Emily Petty giving a lesson to students in the lab

Biological Sciences postdoctoral fellow Emily Petty gave the students a lesson on chromatin structure and function

Erika Johnson

More than 40 students studying biotechnology at Castle Park High School's Science Innovation Academy in Chula Vista came to campus to experience how biologists do research—as well as to learn what it takes to actually become a scientist.

Their recent visit, arranged by emeritus professor of biology Maarten Chrispeels and Castle Park biology and biotechnology teachers Megan Grupe and Darci Kimball, was sponsored by Biological Sciences Dean Bill McGinnis and filmed by a television crew for CBS Channel 8, which will soon broadcast the segment as part of its Innovate 8 series on local STEM education programs.

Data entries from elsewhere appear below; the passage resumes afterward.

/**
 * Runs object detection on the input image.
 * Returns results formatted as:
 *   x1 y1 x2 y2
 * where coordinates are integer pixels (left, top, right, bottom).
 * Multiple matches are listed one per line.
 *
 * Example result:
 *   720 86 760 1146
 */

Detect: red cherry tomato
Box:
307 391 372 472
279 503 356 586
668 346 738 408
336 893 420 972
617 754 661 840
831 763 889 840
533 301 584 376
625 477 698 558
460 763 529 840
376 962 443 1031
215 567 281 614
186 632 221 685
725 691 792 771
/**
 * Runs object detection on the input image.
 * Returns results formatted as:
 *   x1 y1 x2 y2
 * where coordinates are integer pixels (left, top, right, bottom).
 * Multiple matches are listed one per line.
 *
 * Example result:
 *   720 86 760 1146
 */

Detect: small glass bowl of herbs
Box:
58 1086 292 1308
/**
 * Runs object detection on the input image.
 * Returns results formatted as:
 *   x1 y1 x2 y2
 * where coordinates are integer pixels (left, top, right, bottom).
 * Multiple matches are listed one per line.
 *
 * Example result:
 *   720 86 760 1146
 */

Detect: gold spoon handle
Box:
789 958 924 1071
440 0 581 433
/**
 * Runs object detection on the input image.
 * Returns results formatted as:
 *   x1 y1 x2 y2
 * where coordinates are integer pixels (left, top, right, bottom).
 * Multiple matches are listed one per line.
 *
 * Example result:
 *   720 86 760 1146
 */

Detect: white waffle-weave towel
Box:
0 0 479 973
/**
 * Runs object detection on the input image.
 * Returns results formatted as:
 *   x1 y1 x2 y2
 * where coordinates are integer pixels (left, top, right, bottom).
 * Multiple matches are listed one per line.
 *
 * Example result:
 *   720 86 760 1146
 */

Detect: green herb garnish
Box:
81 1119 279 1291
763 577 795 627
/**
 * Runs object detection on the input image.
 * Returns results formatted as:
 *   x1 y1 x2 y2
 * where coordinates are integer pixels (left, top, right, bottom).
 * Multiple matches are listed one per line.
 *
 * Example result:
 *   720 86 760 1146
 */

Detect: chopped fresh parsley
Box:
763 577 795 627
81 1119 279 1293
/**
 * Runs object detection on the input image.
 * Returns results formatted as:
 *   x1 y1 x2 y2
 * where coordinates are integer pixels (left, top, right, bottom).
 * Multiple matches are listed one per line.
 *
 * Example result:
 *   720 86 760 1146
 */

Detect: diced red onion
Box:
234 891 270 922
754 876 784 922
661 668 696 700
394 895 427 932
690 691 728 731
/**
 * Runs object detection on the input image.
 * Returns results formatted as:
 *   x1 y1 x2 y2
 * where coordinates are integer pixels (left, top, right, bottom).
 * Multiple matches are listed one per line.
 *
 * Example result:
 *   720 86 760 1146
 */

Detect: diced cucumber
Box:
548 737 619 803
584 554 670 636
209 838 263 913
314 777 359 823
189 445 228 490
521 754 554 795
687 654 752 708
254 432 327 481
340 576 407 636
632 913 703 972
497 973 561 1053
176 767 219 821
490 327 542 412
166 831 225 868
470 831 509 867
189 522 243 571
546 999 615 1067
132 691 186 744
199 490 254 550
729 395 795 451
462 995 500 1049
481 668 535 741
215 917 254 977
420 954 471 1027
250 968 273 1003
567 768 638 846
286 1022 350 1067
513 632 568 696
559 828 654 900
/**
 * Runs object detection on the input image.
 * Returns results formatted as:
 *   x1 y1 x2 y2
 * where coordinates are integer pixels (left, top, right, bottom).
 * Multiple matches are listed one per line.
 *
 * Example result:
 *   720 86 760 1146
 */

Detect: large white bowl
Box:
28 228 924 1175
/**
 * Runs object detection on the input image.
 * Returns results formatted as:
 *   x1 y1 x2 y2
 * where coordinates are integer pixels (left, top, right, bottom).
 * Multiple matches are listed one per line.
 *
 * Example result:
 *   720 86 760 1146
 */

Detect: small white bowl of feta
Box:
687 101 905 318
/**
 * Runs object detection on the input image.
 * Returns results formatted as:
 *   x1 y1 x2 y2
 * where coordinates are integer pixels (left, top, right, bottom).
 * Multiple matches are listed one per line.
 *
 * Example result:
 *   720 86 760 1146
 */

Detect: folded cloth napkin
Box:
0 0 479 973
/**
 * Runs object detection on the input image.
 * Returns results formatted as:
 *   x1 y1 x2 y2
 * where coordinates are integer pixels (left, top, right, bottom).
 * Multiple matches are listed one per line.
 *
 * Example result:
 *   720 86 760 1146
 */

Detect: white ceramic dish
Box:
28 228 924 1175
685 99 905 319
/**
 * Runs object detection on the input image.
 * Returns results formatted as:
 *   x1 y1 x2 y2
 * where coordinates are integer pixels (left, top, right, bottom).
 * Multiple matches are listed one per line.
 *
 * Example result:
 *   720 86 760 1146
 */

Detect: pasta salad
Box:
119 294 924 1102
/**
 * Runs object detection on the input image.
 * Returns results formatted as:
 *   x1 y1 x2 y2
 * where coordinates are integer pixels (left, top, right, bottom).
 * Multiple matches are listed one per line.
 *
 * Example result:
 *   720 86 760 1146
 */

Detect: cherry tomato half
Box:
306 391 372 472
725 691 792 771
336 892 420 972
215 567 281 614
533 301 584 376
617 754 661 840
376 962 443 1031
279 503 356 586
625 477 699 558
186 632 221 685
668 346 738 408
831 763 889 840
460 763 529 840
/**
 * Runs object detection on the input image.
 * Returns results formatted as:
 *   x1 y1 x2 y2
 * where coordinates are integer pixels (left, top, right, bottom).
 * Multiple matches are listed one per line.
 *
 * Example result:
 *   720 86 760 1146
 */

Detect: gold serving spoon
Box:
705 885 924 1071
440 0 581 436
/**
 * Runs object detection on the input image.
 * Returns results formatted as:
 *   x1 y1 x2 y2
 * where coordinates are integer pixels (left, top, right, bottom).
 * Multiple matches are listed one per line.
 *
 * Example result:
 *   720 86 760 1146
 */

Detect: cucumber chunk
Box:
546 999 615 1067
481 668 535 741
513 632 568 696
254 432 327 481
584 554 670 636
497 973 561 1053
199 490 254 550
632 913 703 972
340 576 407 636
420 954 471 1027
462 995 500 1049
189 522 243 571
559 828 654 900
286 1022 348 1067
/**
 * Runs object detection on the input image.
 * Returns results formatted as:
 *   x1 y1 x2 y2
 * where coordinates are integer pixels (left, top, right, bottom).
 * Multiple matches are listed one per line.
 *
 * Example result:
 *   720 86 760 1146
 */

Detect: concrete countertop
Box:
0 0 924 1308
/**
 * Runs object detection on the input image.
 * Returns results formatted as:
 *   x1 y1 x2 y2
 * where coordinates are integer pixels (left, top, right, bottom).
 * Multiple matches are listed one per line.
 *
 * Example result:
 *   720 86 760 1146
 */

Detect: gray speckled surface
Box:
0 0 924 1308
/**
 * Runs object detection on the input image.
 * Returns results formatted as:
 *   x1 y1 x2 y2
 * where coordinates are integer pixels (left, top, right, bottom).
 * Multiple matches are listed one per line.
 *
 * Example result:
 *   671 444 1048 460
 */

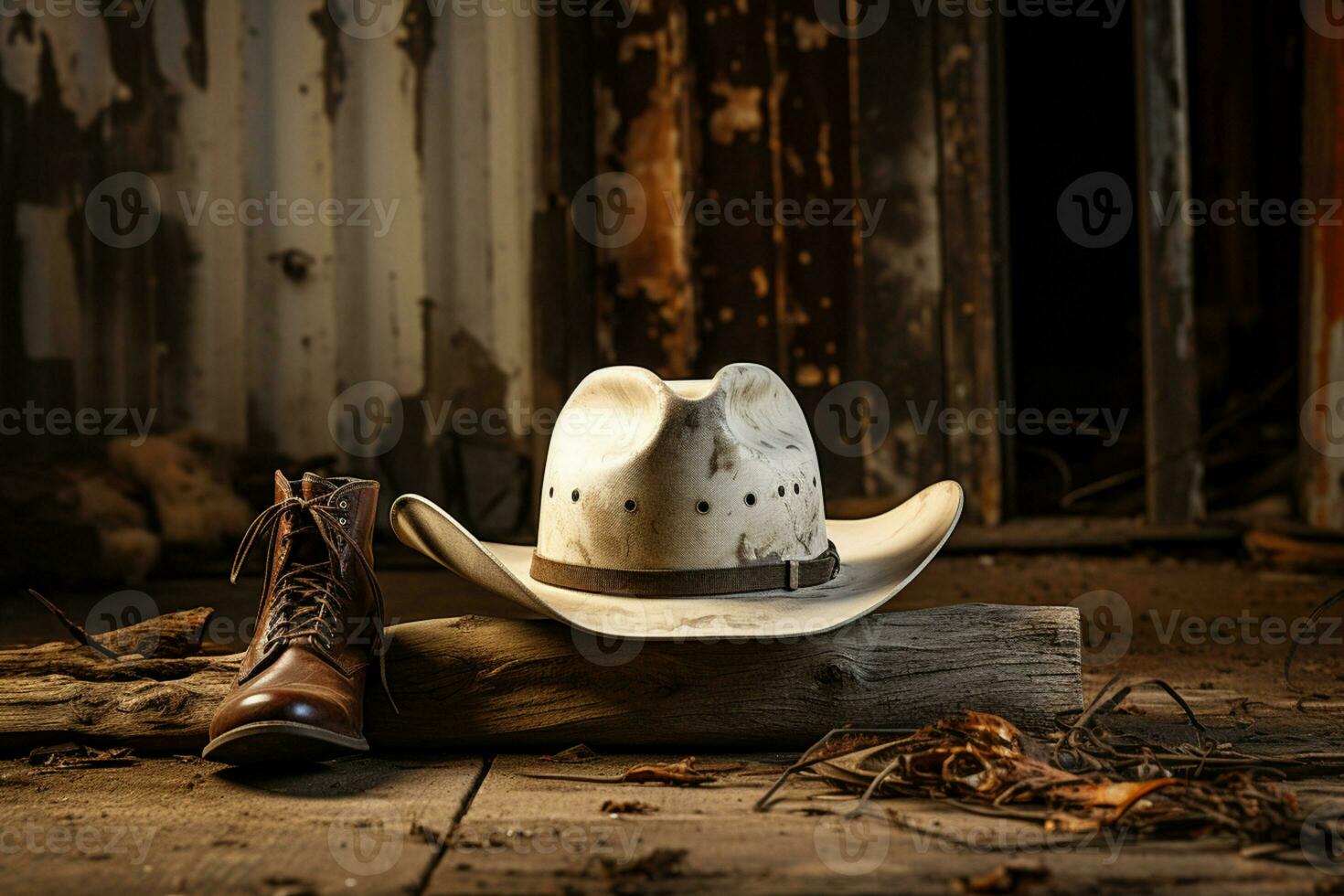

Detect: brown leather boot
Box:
202 472 387 764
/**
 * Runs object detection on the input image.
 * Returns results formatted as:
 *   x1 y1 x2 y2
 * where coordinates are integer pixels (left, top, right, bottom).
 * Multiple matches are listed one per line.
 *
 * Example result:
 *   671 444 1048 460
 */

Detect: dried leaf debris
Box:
757 677 1344 859
526 756 741 787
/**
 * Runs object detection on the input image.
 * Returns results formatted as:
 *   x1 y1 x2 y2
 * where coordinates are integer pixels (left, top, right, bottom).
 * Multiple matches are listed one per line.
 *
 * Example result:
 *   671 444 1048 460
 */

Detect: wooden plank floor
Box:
0 555 1344 896
0 756 1344 895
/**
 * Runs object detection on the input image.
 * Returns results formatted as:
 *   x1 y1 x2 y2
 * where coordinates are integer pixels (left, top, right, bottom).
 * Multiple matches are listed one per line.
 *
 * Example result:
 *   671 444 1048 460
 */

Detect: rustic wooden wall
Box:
567 0 1006 523
0 0 1004 535
1298 16 1344 530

"For most of our students, this was their first time setting foot on a university campus, as well as, being able to interact with graduate and undergraduate students and university professors," said Grupe, who received her master's degree in education from UC San Diego in 2012 after graduating from the University of Oregon with degrees in marine biology and environmental sciences. "If we truly want to support our students in attaining a college degree, let alone in the sciences, we have to expose them to this reality or they have nothing to go on. Most of our students will be first-generation college goers, so they don't always have close family that truly understands what it means to get to and go to college."

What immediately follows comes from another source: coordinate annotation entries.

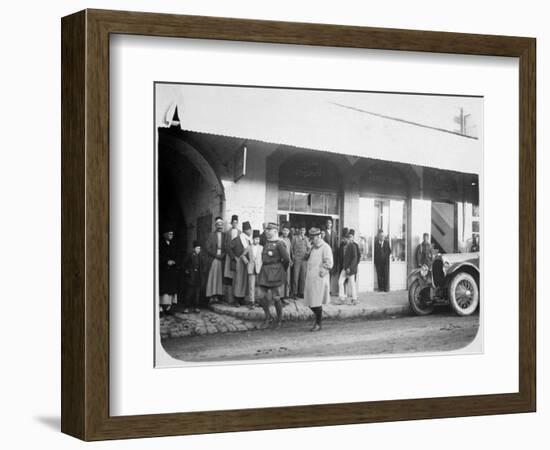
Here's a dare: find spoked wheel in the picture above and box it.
[449,272,479,316]
[409,281,434,316]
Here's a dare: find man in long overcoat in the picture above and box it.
[374,230,391,292]
[323,218,340,292]
[206,217,226,301]
[304,228,334,331]
[338,232,359,304]
[292,226,310,298]
[183,241,208,314]
[230,222,252,307]
[223,215,241,305]
[159,227,179,314]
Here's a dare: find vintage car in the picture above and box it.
[407,253,479,316]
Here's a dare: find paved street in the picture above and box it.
[163,310,479,362]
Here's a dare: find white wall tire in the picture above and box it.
[449,272,479,316]
[409,280,434,316]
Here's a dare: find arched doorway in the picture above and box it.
[157,128,225,253]
[357,161,416,291]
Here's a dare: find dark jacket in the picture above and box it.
[205,231,226,268]
[227,234,245,270]
[258,240,290,287]
[415,242,433,267]
[159,239,179,295]
[339,242,359,275]
[374,238,391,264]
[183,252,208,287]
[323,228,339,273]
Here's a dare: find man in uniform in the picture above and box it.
[258,223,290,328]
[323,218,340,292]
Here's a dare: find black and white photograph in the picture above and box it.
[153,82,484,367]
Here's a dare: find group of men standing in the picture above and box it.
[159,215,406,331]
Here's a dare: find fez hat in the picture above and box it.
[309,227,321,236]
[161,223,174,234]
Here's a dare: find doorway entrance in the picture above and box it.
[357,197,407,291]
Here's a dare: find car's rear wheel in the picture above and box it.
[409,280,434,316]
[449,272,479,316]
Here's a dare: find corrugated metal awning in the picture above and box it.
[157,84,482,174]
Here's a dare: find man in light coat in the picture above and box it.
[304,228,334,331]
[242,230,264,308]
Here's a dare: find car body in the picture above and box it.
[407,252,480,316]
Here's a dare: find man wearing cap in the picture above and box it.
[258,222,290,328]
[304,228,334,331]
[338,230,359,304]
[183,241,208,314]
[159,226,179,315]
[243,230,263,307]
[223,215,241,304]
[206,217,226,301]
[291,226,312,298]
[231,222,252,306]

Emily Petty teaching students how to use a pipette in the lab

Biological Sciences postdoctoral fellow Emily Petty gave the students a lesson on chromatin structure and function.

Erika Johnson

The mostly 10th grade students from the Science Innovation Academy who visited are required to take four years of science courses at Castle Park, participate in internships and do community service projects under the direction of Kimball, who heads the academy program. During their day on the UC San Diego campus, they toured the laboratories of biology professor Lorraine Pillus and pharmaceutical sciences professor JoAnn Trejo. In the Pillus lab, postdoctoral fellow Emily Petty gave the students a lesson on chromatin structure and function, and in the Trejo lab, postdoctoral fellow Terri Stoner discussed vascular endothelial cells and the blood brain barrier.

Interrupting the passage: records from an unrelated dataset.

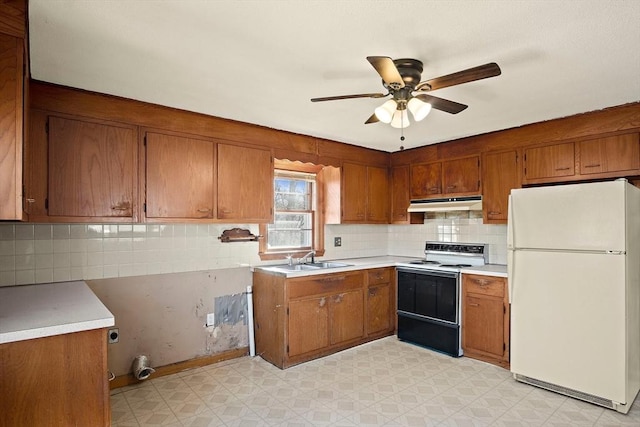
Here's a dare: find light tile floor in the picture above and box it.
[111,337,640,427]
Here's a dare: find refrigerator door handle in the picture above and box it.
[507,249,516,304]
[507,194,515,249]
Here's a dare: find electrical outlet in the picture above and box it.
[107,328,120,344]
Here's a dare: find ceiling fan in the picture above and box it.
[311,56,501,129]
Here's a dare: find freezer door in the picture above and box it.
[507,181,630,251]
[510,250,630,403]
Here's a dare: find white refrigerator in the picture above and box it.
[507,179,640,413]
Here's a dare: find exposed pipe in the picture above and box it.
[133,354,156,381]
[247,286,256,357]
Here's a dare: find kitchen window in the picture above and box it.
[260,161,324,259]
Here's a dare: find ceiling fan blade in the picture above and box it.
[311,93,389,102]
[364,113,380,125]
[415,62,502,91]
[367,56,404,90]
[415,93,468,114]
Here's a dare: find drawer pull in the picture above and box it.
[473,279,491,288]
[320,276,345,282]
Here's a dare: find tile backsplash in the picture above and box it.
[0,218,506,286]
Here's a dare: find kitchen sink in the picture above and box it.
[301,261,351,268]
[262,261,352,272]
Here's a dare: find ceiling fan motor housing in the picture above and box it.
[393,58,423,90]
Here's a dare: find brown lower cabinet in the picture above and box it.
[462,274,510,368]
[253,268,395,369]
[0,329,111,427]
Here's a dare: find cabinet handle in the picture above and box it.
[473,279,491,288]
[111,202,131,211]
[320,276,345,282]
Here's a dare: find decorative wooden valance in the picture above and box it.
[218,228,262,243]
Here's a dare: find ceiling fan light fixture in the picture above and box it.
[373,99,398,123]
[391,109,411,129]
[407,98,431,122]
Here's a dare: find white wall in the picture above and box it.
[0,218,506,286]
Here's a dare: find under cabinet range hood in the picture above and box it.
[407,196,482,212]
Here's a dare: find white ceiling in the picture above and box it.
[29,0,640,152]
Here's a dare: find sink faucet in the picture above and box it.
[298,250,316,264]
[285,254,293,265]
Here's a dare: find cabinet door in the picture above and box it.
[411,163,442,199]
[217,144,273,223]
[0,34,23,220]
[48,116,137,218]
[442,156,480,195]
[579,133,640,175]
[482,150,520,224]
[328,289,364,345]
[391,166,411,224]
[341,163,367,223]
[367,166,389,224]
[463,294,505,358]
[367,283,391,335]
[524,142,575,180]
[287,297,330,357]
[146,132,215,219]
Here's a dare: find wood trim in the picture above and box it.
[109,347,249,390]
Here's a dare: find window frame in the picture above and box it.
[258,159,325,261]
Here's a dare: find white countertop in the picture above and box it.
[253,255,420,277]
[462,264,507,277]
[0,281,115,344]
[253,255,507,277]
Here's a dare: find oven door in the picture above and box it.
[398,268,462,357]
[398,269,459,324]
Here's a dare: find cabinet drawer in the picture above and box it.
[287,272,363,299]
[367,268,391,286]
[462,274,506,297]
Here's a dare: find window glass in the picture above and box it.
[267,170,315,251]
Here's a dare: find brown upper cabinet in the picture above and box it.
[522,132,640,184]
[340,162,389,224]
[144,132,215,220]
[482,150,520,224]
[523,142,576,183]
[579,133,640,175]
[47,116,137,222]
[391,165,411,224]
[411,156,480,199]
[217,144,273,223]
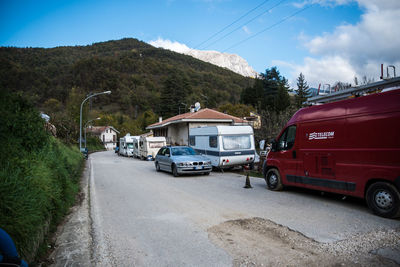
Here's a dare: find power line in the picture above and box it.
[222,5,312,52]
[204,0,286,49]
[195,0,269,49]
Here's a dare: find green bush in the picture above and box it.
[0,91,83,261]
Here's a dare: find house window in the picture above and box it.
[189,136,196,146]
[209,135,218,147]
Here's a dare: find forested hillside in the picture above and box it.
[0,39,253,140]
[0,39,251,115]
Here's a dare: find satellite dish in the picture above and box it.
[194,102,201,112]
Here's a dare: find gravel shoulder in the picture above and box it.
[208,218,400,266]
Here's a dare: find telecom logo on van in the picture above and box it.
[308,132,335,140]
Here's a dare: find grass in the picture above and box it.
[0,138,83,261]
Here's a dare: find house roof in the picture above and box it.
[88,126,119,134]
[146,108,247,130]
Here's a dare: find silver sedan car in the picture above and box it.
[154,146,212,177]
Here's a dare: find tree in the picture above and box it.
[295,72,310,108]
[241,67,290,112]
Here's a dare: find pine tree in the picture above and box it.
[296,73,310,108]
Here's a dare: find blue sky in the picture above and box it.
[0,0,400,86]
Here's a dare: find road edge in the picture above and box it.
[48,158,93,267]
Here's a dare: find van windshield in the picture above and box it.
[222,135,251,150]
[149,142,164,148]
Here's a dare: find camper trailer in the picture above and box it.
[118,133,138,157]
[189,126,256,168]
[139,136,167,160]
[264,88,400,218]
[133,136,140,158]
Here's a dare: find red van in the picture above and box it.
[263,89,400,218]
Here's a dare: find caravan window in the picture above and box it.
[222,135,251,150]
[149,142,164,148]
[209,135,218,147]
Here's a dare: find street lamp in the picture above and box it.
[83,117,101,148]
[79,91,111,151]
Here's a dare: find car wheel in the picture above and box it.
[156,161,160,172]
[265,169,283,191]
[172,164,179,177]
[366,182,400,218]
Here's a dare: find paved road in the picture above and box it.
[89,152,400,266]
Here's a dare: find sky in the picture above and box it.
[0,0,400,88]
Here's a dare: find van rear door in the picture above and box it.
[276,125,299,183]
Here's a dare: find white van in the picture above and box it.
[118,133,139,157]
[139,136,167,160]
[189,126,256,168]
[133,136,140,158]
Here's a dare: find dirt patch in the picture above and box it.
[208,218,400,266]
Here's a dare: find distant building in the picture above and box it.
[87,126,119,150]
[146,108,250,145]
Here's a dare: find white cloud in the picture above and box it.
[277,0,400,86]
[149,38,191,53]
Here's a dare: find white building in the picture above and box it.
[88,126,119,150]
[146,108,249,145]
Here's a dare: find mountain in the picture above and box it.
[150,39,258,78]
[0,38,253,116]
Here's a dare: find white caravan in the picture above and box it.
[133,136,140,158]
[118,133,139,157]
[139,136,167,160]
[189,126,256,168]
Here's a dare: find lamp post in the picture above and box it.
[83,117,101,148]
[79,91,111,151]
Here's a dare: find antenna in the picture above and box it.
[194,102,201,112]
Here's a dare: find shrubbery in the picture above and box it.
[0,92,83,261]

"The lab visits were very meaningful, because they gave our students a real world context for what is possible with a science degree, if they end up pursuing the sciences in college, which we hope," said Grupe. "Being able to get a glimpse of what a scientist does on a day-to-day basis, as well as the route from undergraduate to a graduate student they might have to take gives them a better idea of the reality of actually pursuing this. Otherwise all they have to go by is what we tell them and what they see on television or in the movies, which isn't always a fair or complete picture for our students."

Chrispeels told the students that as San Diegans, they should regard UC San Diego as their university. "Hopefully, some of them will apply to UC San Diego, be accepted and become star students here," he said. "Many of them are already star students at their high school."